Wearable Biosensors towards Healthcare Decentralization
Date: 2021/08/09 - 2021/08/09
Academic Seminar: Wearable Biosensors towards Healthcare Decentralization
Speaker: Dr. Hnin Yin Yin Nyein, postdoctoral scholar at the Stanford University
Time: 9:00 a.m.-10:00 a.m., August 11th, 2021 (Beijing Time)
Location: via Feishu
Abstract
The rather reactive and centralized medical approaches in today’s healthcare system prevent individuals from obtaining diagnosis and treatment in a timely and accessible manner.
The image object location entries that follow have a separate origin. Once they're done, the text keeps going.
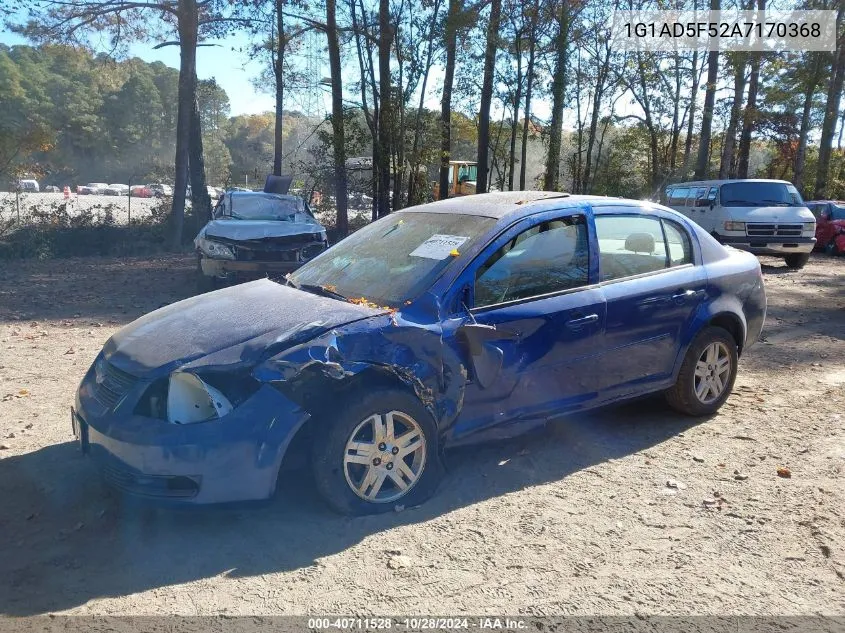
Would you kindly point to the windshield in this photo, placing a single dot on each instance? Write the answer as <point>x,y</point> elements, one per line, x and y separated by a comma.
<point>760,194</point>
<point>264,207</point>
<point>394,259</point>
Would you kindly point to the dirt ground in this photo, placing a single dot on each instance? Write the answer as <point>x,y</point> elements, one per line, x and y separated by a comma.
<point>633,510</point>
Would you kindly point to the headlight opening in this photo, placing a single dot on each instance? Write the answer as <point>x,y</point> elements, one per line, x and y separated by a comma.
<point>191,400</point>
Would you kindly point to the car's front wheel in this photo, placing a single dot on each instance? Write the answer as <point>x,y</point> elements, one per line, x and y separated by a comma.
<point>797,260</point>
<point>377,451</point>
<point>707,374</point>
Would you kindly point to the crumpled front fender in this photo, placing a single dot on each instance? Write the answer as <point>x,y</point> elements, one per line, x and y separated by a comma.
<point>412,353</point>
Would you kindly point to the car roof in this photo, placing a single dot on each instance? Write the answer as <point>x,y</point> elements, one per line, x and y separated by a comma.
<point>500,205</point>
<point>492,205</point>
<point>726,182</point>
<point>262,194</point>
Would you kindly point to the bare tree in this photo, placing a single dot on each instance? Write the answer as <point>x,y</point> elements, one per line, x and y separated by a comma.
<point>487,95</point>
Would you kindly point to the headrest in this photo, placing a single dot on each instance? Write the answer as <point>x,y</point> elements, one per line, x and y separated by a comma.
<point>640,243</point>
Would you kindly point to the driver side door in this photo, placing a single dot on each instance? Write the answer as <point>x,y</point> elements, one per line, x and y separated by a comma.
<point>534,333</point>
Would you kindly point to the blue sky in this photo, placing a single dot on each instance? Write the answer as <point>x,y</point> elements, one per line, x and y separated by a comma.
<point>236,73</point>
<point>232,69</point>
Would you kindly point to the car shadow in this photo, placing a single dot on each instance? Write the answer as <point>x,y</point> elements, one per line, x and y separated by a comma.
<point>67,539</point>
<point>104,290</point>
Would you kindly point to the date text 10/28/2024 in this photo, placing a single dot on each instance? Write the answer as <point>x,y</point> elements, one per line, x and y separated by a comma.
<point>419,623</point>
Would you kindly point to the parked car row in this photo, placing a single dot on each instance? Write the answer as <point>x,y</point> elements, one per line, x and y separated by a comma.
<point>439,325</point>
<point>830,225</point>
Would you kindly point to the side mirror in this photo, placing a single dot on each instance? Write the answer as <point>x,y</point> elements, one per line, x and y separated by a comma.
<point>485,358</point>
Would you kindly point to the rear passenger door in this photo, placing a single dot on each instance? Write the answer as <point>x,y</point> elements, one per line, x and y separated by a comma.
<point>653,288</point>
<point>533,284</point>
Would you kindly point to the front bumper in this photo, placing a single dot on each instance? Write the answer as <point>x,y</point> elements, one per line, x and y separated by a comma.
<point>769,246</point>
<point>235,458</point>
<point>225,267</point>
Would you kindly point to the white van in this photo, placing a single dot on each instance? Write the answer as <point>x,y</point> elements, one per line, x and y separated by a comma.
<point>764,217</point>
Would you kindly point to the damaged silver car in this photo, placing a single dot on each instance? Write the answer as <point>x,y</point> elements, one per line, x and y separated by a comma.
<point>256,234</point>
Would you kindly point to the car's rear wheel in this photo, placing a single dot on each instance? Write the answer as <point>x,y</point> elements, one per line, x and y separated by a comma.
<point>797,260</point>
<point>378,450</point>
<point>707,374</point>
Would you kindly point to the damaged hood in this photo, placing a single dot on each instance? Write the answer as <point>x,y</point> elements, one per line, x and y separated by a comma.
<point>225,327</point>
<point>239,230</point>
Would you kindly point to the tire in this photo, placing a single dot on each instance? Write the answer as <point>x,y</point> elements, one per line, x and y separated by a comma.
<point>352,420</point>
<point>797,261</point>
<point>204,282</point>
<point>683,396</point>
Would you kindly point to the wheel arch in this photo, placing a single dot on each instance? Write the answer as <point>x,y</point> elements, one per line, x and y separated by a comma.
<point>731,322</point>
<point>725,313</point>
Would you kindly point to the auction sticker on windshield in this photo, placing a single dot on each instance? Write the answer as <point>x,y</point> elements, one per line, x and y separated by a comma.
<point>438,246</point>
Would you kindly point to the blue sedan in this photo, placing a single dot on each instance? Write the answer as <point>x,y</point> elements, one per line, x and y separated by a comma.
<point>444,324</point>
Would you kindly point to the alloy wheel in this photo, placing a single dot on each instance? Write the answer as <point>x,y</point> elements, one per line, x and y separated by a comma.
<point>712,372</point>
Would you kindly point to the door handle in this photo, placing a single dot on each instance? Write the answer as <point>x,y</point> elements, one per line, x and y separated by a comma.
<point>578,323</point>
<point>682,295</point>
<point>653,302</point>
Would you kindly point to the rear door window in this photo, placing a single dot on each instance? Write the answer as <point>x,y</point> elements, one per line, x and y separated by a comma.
<point>629,245</point>
<point>679,196</point>
<point>548,257</point>
<point>632,245</point>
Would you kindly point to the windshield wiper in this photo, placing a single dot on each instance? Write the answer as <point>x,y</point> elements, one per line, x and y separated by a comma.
<point>316,289</point>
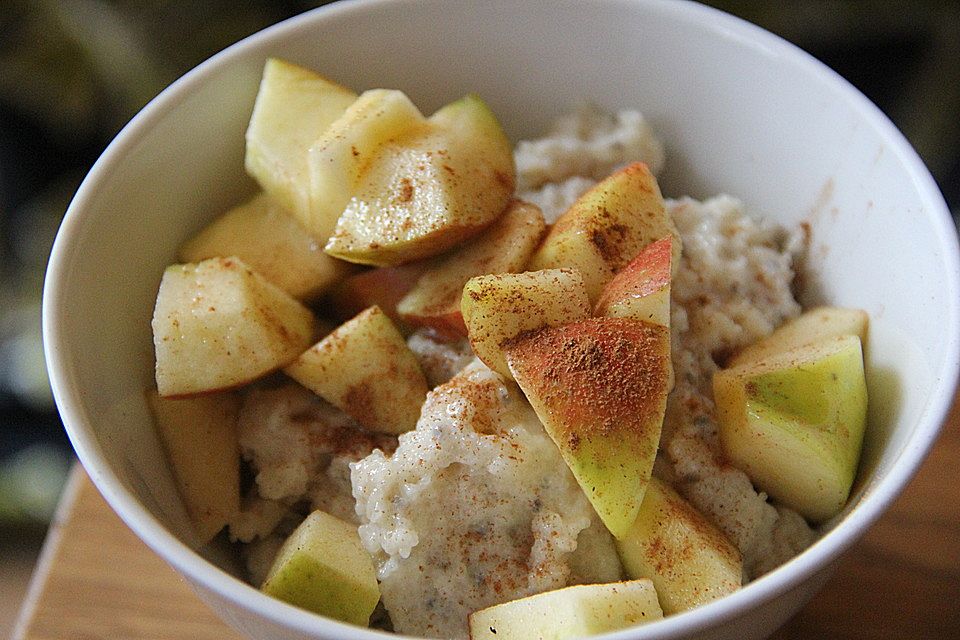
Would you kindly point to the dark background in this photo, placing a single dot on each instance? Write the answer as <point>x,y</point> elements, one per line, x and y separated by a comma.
<point>73,72</point>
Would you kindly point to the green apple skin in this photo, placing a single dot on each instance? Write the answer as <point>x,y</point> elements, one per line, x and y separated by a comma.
<point>571,612</point>
<point>322,567</point>
<point>815,324</point>
<point>688,559</point>
<point>339,158</point>
<point>599,386</point>
<point>794,422</point>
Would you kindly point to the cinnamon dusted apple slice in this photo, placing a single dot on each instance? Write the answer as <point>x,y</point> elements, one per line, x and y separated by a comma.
<point>199,437</point>
<point>271,241</point>
<point>606,228</point>
<point>294,107</point>
<point>642,289</point>
<point>503,248</point>
<point>218,324</point>
<point>340,159</point>
<point>428,190</point>
<point>384,287</point>
<point>599,386</point>
<point>366,369</point>
<point>499,308</point>
<point>689,560</point>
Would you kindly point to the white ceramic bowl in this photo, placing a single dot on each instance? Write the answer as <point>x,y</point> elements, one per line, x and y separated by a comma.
<point>740,111</point>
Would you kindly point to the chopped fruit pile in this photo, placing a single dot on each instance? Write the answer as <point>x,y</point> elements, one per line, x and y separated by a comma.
<point>577,313</point>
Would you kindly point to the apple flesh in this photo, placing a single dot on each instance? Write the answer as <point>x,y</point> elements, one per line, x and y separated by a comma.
<point>271,241</point>
<point>323,567</point>
<point>642,289</point>
<point>690,561</point>
<point>607,226</point>
<point>505,247</point>
<point>383,287</point>
<point>294,107</point>
<point>428,190</point>
<point>794,422</point>
<point>815,324</point>
<point>498,308</point>
<point>365,368</point>
<point>599,386</point>
<point>199,437</point>
<point>571,612</point>
<point>340,158</point>
<point>218,324</point>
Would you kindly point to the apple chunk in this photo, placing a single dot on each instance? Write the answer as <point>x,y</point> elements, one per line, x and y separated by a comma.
<point>341,157</point>
<point>199,437</point>
<point>794,422</point>
<point>815,324</point>
<point>218,324</point>
<point>571,612</point>
<point>294,107</point>
<point>366,369</point>
<point>271,241</point>
<point>688,559</point>
<point>323,567</point>
<point>429,190</point>
<point>607,226</point>
<point>599,386</point>
<point>504,247</point>
<point>498,308</point>
<point>384,287</point>
<point>642,289</point>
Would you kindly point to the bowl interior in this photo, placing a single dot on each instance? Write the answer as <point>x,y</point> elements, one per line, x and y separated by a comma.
<point>740,112</point>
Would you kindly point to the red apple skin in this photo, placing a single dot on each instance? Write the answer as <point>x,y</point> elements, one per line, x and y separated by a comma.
<point>599,386</point>
<point>504,247</point>
<point>648,273</point>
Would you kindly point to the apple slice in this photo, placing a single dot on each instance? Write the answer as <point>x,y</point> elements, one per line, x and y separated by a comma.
<point>503,248</point>
<point>384,287</point>
<point>341,157</point>
<point>794,422</point>
<point>323,567</point>
<point>429,190</point>
<point>571,612</point>
<point>294,107</point>
<point>599,386</point>
<point>499,308</point>
<point>686,556</point>
<point>271,241</point>
<point>366,369</point>
<point>811,326</point>
<point>607,226</point>
<point>199,436</point>
<point>642,289</point>
<point>218,324</point>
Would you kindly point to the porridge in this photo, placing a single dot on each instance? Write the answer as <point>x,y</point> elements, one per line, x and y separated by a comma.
<point>490,496</point>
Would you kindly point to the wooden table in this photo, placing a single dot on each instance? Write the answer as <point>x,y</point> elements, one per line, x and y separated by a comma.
<point>97,581</point>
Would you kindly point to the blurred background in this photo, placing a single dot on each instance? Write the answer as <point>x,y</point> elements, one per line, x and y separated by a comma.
<point>72,72</point>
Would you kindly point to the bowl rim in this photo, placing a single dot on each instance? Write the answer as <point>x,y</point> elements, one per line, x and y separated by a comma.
<point>215,580</point>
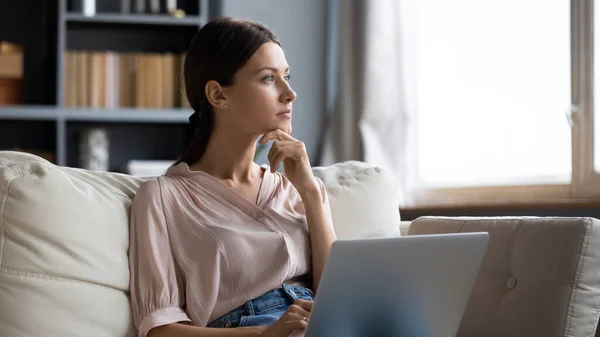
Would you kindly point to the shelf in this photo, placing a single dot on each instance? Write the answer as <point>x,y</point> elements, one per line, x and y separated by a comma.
<point>38,113</point>
<point>131,115</point>
<point>144,19</point>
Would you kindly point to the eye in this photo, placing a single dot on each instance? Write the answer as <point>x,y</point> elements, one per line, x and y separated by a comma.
<point>268,78</point>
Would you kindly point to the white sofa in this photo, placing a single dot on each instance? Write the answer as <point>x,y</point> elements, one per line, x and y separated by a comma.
<point>64,245</point>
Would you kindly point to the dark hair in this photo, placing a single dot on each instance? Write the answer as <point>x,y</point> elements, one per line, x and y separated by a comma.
<point>216,53</point>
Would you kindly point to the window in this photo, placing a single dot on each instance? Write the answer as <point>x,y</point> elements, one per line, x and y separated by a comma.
<point>499,105</point>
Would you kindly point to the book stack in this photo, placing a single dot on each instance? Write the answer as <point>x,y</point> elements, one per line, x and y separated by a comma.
<point>112,80</point>
<point>11,74</point>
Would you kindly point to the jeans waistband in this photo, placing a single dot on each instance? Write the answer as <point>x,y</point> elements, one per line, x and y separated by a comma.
<point>276,298</point>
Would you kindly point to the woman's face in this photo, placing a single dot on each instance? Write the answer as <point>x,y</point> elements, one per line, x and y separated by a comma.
<point>260,99</point>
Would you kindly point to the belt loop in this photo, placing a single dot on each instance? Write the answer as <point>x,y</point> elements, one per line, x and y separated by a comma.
<point>249,308</point>
<point>290,291</point>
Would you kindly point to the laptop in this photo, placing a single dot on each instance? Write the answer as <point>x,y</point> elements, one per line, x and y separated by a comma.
<point>409,286</point>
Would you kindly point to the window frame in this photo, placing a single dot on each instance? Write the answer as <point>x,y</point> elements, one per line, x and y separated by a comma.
<point>585,182</point>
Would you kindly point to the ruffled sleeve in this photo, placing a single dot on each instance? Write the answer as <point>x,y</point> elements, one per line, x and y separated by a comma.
<point>157,295</point>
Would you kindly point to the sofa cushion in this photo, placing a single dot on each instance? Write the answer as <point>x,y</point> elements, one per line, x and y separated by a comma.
<point>363,198</point>
<point>540,276</point>
<point>64,241</point>
<point>63,250</point>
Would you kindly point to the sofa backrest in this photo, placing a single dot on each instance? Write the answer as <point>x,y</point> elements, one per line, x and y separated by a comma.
<point>64,241</point>
<point>540,275</point>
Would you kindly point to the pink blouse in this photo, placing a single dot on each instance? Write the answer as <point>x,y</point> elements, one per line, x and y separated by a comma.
<point>199,249</point>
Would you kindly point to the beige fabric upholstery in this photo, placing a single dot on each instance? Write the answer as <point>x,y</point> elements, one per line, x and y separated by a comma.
<point>64,242</point>
<point>540,276</point>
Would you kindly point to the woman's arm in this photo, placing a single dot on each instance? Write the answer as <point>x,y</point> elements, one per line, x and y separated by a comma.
<point>321,231</point>
<point>184,330</point>
<point>292,153</point>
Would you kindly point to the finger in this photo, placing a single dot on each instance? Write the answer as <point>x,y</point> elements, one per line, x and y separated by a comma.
<point>296,309</point>
<point>304,304</point>
<point>275,134</point>
<point>277,159</point>
<point>287,148</point>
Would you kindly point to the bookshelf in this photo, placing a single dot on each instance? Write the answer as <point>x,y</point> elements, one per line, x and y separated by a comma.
<point>155,132</point>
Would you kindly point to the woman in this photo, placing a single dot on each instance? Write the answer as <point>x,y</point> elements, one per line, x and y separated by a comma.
<point>218,241</point>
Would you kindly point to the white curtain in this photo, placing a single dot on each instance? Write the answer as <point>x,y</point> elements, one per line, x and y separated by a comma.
<point>370,109</point>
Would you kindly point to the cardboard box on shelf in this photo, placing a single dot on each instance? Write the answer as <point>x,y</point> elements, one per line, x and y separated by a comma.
<point>11,74</point>
<point>11,61</point>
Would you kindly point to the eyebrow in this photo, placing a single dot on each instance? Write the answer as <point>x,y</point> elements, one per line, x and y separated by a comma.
<point>272,69</point>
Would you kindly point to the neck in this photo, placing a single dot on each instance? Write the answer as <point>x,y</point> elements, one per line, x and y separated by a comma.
<point>229,156</point>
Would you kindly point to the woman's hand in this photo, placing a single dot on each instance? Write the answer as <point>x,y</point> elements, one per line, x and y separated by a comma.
<point>292,153</point>
<point>293,321</point>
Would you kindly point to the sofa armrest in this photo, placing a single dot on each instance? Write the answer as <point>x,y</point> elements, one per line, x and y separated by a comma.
<point>540,276</point>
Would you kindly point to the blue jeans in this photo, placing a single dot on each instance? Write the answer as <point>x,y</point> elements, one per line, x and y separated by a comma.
<point>264,310</point>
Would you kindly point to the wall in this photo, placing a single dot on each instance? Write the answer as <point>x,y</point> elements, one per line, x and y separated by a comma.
<point>301,28</point>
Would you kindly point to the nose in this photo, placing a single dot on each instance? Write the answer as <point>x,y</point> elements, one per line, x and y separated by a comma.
<point>288,95</point>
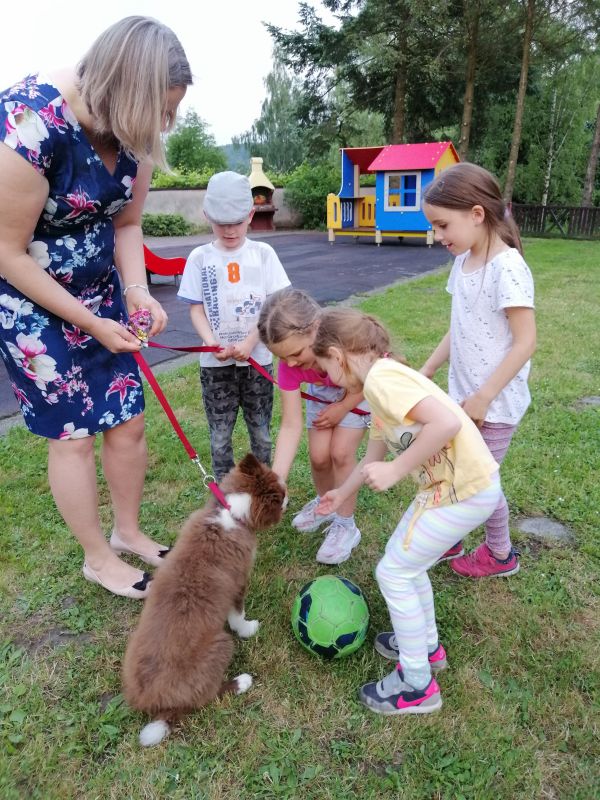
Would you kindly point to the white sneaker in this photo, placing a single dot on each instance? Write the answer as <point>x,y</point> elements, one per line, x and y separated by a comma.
<point>338,544</point>
<point>307,521</point>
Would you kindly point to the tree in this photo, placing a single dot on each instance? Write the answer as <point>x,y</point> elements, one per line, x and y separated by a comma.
<point>275,135</point>
<point>559,29</point>
<point>191,148</point>
<point>590,174</point>
<point>376,52</point>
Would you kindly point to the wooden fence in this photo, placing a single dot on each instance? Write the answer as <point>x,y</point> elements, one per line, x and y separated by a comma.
<point>566,221</point>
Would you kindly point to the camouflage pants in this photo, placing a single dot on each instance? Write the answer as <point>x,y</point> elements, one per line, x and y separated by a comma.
<point>224,391</point>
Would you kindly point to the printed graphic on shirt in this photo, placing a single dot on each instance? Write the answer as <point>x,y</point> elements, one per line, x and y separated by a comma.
<point>250,308</point>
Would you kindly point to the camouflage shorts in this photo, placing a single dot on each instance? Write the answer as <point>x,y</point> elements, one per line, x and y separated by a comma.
<point>224,391</point>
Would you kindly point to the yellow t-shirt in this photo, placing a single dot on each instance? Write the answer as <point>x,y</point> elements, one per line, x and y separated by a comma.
<point>459,470</point>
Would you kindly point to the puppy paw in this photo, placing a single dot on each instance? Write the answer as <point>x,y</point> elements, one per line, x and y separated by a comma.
<point>243,683</point>
<point>155,732</point>
<point>248,628</point>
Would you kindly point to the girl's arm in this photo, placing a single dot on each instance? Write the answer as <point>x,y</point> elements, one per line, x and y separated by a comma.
<point>334,413</point>
<point>440,355</point>
<point>22,200</point>
<point>242,350</point>
<point>440,425</point>
<point>205,332</point>
<point>290,432</point>
<point>333,499</point>
<point>129,252</point>
<point>522,326</point>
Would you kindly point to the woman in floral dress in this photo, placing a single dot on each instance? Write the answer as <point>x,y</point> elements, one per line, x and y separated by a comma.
<point>77,148</point>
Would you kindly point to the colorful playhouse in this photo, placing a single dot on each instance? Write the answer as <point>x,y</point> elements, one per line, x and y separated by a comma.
<point>403,171</point>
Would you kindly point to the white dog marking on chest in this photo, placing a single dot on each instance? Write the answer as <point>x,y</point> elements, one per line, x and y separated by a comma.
<point>238,511</point>
<point>242,626</point>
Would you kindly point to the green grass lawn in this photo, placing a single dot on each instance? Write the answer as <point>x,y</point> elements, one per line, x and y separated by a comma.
<point>520,716</point>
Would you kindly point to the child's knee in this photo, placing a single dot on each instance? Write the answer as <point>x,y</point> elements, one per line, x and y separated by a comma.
<point>321,461</point>
<point>342,459</point>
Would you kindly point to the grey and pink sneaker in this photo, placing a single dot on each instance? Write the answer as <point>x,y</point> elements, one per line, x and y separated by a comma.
<point>386,645</point>
<point>482,563</point>
<point>392,695</point>
<point>307,520</point>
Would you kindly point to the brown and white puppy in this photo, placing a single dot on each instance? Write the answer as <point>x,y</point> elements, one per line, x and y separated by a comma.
<point>177,656</point>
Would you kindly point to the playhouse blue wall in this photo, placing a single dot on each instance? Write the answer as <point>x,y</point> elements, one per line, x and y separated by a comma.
<point>348,187</point>
<point>413,221</point>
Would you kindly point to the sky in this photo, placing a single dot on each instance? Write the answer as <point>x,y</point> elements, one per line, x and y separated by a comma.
<point>228,47</point>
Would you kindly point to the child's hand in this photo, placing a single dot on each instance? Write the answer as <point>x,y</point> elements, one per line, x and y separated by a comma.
<point>380,475</point>
<point>329,503</point>
<point>476,407</point>
<point>241,351</point>
<point>224,353</point>
<point>330,416</point>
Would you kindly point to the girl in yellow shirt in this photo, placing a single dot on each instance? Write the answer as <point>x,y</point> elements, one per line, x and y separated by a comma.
<point>432,439</point>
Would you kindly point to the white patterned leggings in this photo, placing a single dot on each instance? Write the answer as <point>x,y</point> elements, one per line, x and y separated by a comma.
<point>403,580</point>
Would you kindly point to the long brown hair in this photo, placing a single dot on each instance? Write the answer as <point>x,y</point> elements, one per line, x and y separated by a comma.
<point>353,333</point>
<point>286,312</point>
<point>466,185</point>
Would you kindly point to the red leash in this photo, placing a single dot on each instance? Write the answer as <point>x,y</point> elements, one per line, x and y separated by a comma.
<point>208,480</point>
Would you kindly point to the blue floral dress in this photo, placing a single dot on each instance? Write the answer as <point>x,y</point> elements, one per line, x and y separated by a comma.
<point>67,384</point>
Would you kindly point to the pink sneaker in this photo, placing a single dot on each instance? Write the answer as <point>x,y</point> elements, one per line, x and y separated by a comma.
<point>481,563</point>
<point>455,551</point>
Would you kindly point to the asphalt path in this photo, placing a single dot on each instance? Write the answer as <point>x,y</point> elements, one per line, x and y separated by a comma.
<point>330,272</point>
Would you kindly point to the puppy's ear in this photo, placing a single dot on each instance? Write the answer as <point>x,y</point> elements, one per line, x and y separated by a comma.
<point>250,465</point>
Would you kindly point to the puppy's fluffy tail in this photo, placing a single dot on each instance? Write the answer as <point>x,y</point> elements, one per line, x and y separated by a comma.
<point>154,732</point>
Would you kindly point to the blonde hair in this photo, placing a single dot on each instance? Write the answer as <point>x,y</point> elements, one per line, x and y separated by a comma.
<point>466,185</point>
<point>124,80</point>
<point>353,333</point>
<point>287,312</point>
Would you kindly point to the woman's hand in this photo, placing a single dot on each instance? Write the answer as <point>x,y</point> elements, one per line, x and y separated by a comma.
<point>139,298</point>
<point>476,407</point>
<point>380,475</point>
<point>330,502</point>
<point>114,336</point>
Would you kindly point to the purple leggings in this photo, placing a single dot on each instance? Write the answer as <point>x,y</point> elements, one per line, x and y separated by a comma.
<point>497,436</point>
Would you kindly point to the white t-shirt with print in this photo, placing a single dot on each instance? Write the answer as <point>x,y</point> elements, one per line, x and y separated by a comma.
<point>233,285</point>
<point>480,335</point>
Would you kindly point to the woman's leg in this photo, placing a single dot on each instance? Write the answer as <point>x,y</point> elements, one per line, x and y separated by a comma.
<point>344,444</point>
<point>72,477</point>
<point>124,460</point>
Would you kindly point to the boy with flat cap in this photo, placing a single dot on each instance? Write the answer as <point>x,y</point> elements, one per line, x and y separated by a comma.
<point>226,283</point>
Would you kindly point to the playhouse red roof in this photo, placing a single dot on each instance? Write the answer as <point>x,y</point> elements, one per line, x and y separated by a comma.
<point>410,156</point>
<point>362,156</point>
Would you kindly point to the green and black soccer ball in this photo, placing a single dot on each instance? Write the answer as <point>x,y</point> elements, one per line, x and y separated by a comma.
<point>330,616</point>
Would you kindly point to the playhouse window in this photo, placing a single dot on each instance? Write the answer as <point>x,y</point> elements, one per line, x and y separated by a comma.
<point>402,191</point>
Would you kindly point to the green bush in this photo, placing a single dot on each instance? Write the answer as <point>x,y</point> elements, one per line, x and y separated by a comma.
<point>190,179</point>
<point>307,189</point>
<point>166,225</point>
<point>181,180</point>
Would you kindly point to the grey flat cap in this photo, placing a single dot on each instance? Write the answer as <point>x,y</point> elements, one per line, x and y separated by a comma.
<point>228,199</point>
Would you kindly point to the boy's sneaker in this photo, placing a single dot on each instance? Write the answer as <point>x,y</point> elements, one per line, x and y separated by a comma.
<point>456,551</point>
<point>392,695</point>
<point>482,563</point>
<point>338,544</point>
<point>307,520</point>
<point>386,645</point>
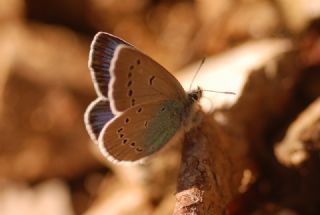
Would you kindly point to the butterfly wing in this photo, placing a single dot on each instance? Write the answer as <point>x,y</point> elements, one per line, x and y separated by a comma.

Digital transformation in healthcare, enabled by point-of-care (POC) devices at the frontend, is needed to shift toward a preventive and proactive care model. Presently, commercially available devices for remote health monitoring are majorly limited to body’s vitals and glucose levels, limiting access to healthcare. To this end, I developed a variety of biosensors for wearables and POC testing. In this seminar, I will address two major challenges in biosensors - 1) realizing an autonomous device by integrating flexible electronics and solid-state electrochemical sensors in a single robust platform and 2) achieving sensitive, uniform detection for reliable analyte quantifications. Specifically, the wearable ultralow-volume sweat sensors makes sweat a viable mode of health monitoring at the molecular level across activities, whether active or sedentary, and across user groups, whether young or old, healthy or ill. By using the sensors, I showed that continuous sweat analysis can be done to study how the body’s endogenous and stimulated sweating response relates to stress, metabolic conditions, and potentially neurological afflictions through multiplexed quantification of ions, metabolites, and drugs. I have also enabled POC and diagnostic testing to a broader class of biomolecules such as drugs, cytokines and proteins detection. I developed a method to enable uniform one-point calibration sensors and achieved multiplexed detection of biochemicals at significantly different concentrations.
Biography
Hnin Yin Yin Nyein is currently a postdoctoral scholar at the Stanford University. She earned her PhD in materials science and engineering from the University of California, Berkeley in 2020. Her research focus includes wearable bioelectronics, personalized medicine, precision medicine, microfluidics, and soft condensed matter.